Berpuasa di mana pun rasanya sama saja, tetap lapar dan haus. Namun, suasana puasa di pesantren terpadu saat saya kelas tiga tsanawiyah masih berkesan hingga sekarang.
Selama Ramadan, anak kelas tiga tsanawiyah dan kelas tiga aliyah tetap tinggal di asrama. Mereka tidak boleh pulang karena mesti mempersiapkan diri menghadapi ujian akhir secara intensif dengan waktu belajar lebih padat.
Pesantren pun agak sepi. Tukang masak tidak sesibuk hari biasanya. Selama Ramadan mereka hanya masak dua kali. Menunya sama, nasi, lauk, dan sayuran. Paling ditambah bubur kacang hijau sebagai takjil berbuka.
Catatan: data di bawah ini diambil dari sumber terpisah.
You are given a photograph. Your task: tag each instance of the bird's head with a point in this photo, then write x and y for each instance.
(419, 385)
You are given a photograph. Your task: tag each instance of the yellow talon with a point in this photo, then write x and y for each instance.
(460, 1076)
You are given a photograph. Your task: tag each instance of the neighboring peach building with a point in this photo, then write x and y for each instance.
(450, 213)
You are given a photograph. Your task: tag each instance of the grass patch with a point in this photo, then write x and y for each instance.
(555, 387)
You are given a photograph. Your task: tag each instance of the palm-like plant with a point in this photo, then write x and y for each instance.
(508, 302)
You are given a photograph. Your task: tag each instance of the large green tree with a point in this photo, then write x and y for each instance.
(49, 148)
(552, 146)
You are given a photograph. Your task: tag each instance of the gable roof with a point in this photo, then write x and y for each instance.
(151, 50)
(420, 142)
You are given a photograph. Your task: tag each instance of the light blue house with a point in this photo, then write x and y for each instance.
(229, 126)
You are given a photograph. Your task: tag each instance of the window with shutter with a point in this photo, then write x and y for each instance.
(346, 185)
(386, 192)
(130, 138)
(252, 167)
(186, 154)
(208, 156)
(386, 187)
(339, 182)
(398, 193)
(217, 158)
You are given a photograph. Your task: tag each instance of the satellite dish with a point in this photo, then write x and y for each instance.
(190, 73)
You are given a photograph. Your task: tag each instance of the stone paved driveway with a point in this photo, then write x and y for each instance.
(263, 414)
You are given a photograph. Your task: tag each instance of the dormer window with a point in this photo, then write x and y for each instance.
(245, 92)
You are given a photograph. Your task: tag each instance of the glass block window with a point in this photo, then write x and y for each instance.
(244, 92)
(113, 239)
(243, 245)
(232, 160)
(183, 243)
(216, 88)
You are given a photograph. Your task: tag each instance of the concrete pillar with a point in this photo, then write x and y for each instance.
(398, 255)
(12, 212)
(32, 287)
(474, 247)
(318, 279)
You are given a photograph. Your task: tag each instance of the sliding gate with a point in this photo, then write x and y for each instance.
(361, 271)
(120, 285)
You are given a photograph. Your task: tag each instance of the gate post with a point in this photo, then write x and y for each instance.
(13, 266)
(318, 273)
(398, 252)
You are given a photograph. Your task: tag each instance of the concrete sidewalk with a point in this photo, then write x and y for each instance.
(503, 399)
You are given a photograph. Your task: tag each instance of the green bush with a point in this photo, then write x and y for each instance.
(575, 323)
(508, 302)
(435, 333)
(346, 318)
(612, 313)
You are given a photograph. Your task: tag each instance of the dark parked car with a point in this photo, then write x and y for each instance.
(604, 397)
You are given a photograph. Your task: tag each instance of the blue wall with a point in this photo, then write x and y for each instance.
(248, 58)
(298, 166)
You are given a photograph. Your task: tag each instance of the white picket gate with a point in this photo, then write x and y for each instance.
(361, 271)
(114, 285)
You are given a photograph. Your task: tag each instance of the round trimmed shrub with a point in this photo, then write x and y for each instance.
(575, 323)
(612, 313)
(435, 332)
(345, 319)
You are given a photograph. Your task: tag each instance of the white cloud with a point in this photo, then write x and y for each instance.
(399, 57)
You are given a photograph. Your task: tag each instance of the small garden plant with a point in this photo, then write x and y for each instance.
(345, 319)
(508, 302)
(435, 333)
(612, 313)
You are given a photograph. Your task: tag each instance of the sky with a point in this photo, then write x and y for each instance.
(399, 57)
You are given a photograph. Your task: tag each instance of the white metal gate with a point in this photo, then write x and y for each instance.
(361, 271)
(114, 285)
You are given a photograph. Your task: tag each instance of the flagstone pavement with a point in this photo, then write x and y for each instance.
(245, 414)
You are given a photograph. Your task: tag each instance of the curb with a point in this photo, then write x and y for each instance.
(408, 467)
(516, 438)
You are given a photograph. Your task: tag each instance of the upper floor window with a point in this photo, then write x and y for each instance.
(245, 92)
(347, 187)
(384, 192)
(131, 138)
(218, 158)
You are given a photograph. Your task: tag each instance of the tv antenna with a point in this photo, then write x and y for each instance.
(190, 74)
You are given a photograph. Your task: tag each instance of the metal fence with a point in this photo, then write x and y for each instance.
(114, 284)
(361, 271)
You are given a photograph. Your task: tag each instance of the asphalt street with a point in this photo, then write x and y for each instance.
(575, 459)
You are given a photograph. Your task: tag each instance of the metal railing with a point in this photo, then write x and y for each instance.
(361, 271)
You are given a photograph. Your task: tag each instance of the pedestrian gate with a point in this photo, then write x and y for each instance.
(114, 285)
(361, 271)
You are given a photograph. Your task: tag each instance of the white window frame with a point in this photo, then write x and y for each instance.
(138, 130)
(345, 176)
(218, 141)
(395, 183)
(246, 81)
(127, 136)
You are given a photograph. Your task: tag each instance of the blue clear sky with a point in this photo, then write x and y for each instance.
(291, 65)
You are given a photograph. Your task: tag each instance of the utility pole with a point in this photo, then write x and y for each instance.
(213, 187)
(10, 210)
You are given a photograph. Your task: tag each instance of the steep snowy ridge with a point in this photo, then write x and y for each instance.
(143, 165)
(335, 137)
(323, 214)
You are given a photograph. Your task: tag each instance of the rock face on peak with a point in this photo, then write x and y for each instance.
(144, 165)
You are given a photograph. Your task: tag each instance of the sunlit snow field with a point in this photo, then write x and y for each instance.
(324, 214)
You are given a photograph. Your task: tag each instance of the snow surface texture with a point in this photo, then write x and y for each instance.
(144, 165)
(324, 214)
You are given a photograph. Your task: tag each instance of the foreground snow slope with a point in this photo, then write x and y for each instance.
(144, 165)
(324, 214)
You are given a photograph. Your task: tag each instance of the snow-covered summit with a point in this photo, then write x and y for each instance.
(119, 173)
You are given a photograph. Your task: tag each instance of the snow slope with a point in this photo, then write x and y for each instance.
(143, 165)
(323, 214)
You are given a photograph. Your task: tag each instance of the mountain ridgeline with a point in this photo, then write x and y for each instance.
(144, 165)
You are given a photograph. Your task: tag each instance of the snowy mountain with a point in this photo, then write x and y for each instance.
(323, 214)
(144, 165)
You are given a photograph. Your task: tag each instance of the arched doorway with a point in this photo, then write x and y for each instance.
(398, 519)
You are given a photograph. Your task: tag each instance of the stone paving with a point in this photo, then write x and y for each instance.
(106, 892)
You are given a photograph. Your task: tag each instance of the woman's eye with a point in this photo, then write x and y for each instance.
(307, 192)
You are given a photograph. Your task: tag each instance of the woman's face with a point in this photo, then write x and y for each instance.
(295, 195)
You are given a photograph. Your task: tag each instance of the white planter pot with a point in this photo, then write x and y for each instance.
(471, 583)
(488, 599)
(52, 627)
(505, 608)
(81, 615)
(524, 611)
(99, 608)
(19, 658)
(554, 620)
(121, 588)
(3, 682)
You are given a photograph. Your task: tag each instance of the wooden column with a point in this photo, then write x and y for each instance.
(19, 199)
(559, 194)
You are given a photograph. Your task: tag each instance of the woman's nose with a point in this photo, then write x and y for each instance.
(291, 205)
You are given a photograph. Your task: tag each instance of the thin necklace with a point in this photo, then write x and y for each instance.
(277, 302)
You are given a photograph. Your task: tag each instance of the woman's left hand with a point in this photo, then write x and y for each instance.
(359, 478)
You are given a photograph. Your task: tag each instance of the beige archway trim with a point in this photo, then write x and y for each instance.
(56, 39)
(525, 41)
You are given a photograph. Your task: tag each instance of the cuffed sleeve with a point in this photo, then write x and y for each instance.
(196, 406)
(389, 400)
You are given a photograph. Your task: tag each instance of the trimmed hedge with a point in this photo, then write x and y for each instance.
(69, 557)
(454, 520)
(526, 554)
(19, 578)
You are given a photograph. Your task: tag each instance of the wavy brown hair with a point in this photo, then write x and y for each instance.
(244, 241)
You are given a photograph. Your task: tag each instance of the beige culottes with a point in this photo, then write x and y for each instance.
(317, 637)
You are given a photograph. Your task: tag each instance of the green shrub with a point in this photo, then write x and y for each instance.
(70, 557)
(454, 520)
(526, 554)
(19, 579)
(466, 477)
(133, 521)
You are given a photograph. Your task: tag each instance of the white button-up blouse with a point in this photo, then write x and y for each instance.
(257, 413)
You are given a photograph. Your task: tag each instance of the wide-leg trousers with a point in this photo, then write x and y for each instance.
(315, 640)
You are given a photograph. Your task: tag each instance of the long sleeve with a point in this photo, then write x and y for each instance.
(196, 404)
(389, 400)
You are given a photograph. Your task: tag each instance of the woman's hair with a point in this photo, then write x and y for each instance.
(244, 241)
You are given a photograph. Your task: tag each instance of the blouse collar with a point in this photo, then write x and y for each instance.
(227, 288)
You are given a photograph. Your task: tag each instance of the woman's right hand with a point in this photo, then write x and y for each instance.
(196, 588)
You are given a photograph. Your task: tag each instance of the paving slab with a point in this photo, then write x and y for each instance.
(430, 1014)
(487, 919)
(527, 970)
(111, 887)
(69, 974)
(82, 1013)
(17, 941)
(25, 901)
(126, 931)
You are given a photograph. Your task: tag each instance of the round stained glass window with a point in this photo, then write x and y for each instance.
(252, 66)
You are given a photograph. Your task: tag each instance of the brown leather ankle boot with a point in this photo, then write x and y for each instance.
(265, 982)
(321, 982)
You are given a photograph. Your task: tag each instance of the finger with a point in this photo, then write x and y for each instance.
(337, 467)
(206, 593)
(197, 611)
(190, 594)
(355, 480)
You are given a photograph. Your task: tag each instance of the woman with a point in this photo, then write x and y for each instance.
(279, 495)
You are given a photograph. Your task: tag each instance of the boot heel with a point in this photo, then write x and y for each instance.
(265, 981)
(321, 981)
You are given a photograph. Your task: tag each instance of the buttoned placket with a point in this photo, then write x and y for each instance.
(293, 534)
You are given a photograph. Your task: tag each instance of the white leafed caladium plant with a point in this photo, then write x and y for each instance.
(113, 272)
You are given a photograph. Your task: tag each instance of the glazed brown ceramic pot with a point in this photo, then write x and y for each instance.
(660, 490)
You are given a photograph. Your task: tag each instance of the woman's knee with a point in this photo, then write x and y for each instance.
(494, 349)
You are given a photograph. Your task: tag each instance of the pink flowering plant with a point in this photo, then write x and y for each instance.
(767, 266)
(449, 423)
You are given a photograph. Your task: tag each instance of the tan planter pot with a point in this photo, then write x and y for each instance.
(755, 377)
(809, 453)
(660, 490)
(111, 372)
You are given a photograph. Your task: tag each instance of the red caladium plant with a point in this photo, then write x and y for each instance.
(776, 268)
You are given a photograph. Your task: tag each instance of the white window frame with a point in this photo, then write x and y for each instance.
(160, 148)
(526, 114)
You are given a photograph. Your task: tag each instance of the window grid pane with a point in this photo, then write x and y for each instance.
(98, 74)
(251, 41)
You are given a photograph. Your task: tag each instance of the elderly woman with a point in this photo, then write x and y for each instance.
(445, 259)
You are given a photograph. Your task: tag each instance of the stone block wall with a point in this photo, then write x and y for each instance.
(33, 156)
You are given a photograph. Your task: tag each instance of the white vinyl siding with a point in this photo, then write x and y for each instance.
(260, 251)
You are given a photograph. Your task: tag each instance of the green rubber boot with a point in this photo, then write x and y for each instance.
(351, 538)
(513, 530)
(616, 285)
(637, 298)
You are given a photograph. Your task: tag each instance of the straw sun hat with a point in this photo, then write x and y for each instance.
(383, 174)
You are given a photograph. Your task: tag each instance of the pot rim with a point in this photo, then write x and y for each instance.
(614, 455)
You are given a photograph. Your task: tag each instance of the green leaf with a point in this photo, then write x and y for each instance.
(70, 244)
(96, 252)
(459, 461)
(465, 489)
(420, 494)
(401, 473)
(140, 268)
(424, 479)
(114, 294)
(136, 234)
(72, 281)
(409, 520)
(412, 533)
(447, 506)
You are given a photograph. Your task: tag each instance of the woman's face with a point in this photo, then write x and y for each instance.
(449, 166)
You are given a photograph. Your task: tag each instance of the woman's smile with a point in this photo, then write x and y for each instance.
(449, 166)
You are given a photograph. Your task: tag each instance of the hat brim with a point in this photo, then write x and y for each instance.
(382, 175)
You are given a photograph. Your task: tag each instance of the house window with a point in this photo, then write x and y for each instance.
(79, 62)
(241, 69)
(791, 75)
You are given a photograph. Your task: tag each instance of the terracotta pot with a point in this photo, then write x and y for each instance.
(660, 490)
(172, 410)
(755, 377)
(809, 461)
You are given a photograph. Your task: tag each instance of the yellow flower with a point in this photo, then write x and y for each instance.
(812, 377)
Perjuangan berpuasa dimulai dari bangun sahur. Setiap kamar asrama yang berukuran besar diisi 50 santriwati. Bisa dibayangkan betapa susahnya membangunkan setiap insan.
Apalagi santriwati tsanawiyah seperti saya yang jiwa magernya sangat membara di sepertiga malam.
Wali kamar hanya membangunkan santri dengan memukul-mukul beberapa tempat tidur saja. Hanya sebagian yang terbangun. Sisanya, dibangunkan oleh santri lain dengan versi masing-masing.
Setelah bangun, santri harus antre makanan sahur di musala.
Karena kamar kami terletak di lantai atas, acap kali, sandal pun ikut digotong ke atas. Akibatnya, saat pengambilan makanan sahur, banyak yang langsung turun tanpa membawa sandal sendiri.
Begitu melihat di teras bawah banyak sandal nganggur mereka langsung memakainya tanpa permisi.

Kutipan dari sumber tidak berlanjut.